Ce n’est certes pas un tsunami. Mais c’est quand même une bonne tempête qui a frappé cet été un des lieux phares de la rue Etienne Marcel et au-delà du retail mode à Paris. En clair, Eric Talon, célèbre responsable et acheteur de l’espace Kiliwatch à l’entrée de la rue Tiquetonne, a quitté le magasin qu’il pilote depuis l’ouverture début 1996. Une séparation d'un commun accord entre celui-ci et le propriétaire de la boutique Bernard Graf, à la tête par ailleurs d’Eureka Fripes (Kiliwatch, Kiloshop, Hippy Market...) etc. Dixit officiellement les deux amis de longue date.

Eric Talon était présent depuis l'ouverture.


Ce départ est celui d’un homme qui a incarné le concept depuis sa création jusqu’à maintenant tant il a donné sa marque à la partie vêtements neufs notamment en ayant fait de l’Espace Kiliwatch, sur ses 650 m² (plus un sous-sol de 250 m² non exploité) un des grands spots de mode jeune à Paris. Bien avant que Citadium, côté boulevard Haussmann, ne s’implante.

Espace Kiliwatch alliait en effet durant toutes ces années le style vintage porté par la fripe et les marques mode que recherchait la clientèle jeune en quête de produits peu diffusés ou même exclusifs. Effet réussi, d’autant plus que la rue Etienne Marcel était elle-même un spot de mode de premier plan en pleine mutation avec dans ses débuts des griffes de créateurs puis l’arrivée des jeanneurs comme Replay et Diesel.

Photo Pixel Formula


Et puis l’étoile a pâli sous le coup de la concurrence de nouveaux quartiers, comme le Marais qui lui-même s’allonge vers le Haut-Marais, Citadium donc et peut-être une certaine lassitude d’un point de vente dont la conception a peu bougé.
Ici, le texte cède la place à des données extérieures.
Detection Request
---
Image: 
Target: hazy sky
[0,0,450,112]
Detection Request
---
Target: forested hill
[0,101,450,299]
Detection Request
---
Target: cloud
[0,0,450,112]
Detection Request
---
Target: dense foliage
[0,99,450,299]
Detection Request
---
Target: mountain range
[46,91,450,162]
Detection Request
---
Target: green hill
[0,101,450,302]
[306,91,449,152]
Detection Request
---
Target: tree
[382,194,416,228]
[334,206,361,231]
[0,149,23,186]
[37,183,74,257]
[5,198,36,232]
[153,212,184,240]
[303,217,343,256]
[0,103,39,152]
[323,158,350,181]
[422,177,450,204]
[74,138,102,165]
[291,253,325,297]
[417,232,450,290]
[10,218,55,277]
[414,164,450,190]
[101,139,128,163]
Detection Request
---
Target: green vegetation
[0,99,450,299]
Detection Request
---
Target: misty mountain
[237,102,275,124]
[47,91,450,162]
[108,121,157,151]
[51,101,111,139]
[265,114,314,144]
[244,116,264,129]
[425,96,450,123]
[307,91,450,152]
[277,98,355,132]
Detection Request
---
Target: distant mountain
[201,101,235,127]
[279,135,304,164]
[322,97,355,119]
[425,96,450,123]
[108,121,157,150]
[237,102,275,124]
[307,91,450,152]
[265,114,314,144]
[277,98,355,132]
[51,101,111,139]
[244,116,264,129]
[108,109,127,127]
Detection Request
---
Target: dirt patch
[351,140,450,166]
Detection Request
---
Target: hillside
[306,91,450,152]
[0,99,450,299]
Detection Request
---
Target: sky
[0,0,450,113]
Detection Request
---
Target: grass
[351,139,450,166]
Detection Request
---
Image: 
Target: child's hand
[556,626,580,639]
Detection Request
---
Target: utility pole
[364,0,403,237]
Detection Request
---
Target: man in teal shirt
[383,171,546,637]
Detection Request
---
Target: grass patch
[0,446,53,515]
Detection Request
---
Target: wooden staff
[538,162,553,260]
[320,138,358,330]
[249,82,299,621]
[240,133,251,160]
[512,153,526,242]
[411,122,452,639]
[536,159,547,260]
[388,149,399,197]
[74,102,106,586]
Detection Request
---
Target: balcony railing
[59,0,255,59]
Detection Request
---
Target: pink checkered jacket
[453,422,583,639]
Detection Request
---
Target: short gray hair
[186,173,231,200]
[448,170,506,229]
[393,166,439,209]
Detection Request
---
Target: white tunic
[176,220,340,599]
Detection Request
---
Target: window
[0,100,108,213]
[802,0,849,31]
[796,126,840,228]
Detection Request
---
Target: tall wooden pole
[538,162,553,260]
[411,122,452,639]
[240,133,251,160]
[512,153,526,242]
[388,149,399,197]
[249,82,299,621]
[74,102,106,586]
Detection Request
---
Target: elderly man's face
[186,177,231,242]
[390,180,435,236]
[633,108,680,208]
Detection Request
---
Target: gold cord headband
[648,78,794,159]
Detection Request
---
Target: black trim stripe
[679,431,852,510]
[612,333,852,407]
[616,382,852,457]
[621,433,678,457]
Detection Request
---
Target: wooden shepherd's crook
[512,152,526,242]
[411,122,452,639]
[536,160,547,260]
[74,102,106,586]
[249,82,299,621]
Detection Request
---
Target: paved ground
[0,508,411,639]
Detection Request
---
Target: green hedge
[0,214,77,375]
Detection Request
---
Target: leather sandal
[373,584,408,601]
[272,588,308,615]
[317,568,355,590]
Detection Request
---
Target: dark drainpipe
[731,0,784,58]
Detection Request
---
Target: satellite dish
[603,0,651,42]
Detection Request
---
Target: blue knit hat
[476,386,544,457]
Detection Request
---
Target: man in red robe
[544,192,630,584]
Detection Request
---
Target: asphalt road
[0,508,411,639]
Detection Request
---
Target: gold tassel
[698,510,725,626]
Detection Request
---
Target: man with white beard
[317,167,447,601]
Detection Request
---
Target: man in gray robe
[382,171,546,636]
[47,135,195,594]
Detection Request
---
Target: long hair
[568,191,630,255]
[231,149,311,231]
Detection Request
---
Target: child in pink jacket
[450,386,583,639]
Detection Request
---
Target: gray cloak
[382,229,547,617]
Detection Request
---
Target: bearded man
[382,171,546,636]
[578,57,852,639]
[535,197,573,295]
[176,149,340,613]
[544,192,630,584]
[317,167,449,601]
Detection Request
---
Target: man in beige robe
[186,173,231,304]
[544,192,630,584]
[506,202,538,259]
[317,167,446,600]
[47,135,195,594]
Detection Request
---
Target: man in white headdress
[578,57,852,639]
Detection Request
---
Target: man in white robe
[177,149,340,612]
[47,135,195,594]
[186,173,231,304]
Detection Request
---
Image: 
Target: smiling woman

Selon Bernard Graf, le point de vente a totalisé sur l’exercice 2011/2012 quelque 5,8 millions d’euros de chiffre d’affaires. Les bilans déposés de la société K-One font état d’un chiffre d’affaires de 4,98 millions sur l’exercice clos à fin mars 2012. En progression, encore, de 1,3 % sur l’exercice précédent. La différence entre le chiffre annoncé par Bernard Graf et les comptes déposés vient sans nul doute du chiffre d’affaires chaussures, un stand piloté sous forme de concession par le spécialiste Mood et qui n’intègre donc pas le chiffre d’affaires de K-One. Le résultat net lui-même était passé sur les mêmes exercices de 316 400 euros à 405 800 euros !

Toutefois, Bernard Graf admet une dégradation sur le dernier exercice, clos à fin mars dernier. Il évoque une baisse des ventes de 4 %. Dans la rue Etienne Marcel, sont plutôt évoquées des baisses entre 15 et 20 % comme étant des références acceptables du fait de la crise notamment et de la désaffectation d’une clientèle gagnée par d’autres quartiers.

Photo Pixel Formula


Le départ d’Eric Talon est en tout cas pour Bernard Graf l’occasion de repenser le concept. Pour cela il a fait appel à un spécialiste bien connu du métier, et qu’il connaît lui-même très bien puisqu’il s’agit de Philippe Bouloux, le patron de la marque Teddy Smith et des magasins Blue Box.

Bernard Graf et Philippe Bouloux sont en effet associés à 50-50 dans la marque Kiliwatch. Et le groupe de Philippe Bouloux en détient d’ailleurs la licence. Ce dernier a pris en charge les achats et supervise avec Bernard Graf la marche du magasin. Les deux s’appuient sur Alex Voisin, l’adjoint d’Eric Talon, qui encadre l’équipe de vente depuis quasiment toujours et pilote le merchandising.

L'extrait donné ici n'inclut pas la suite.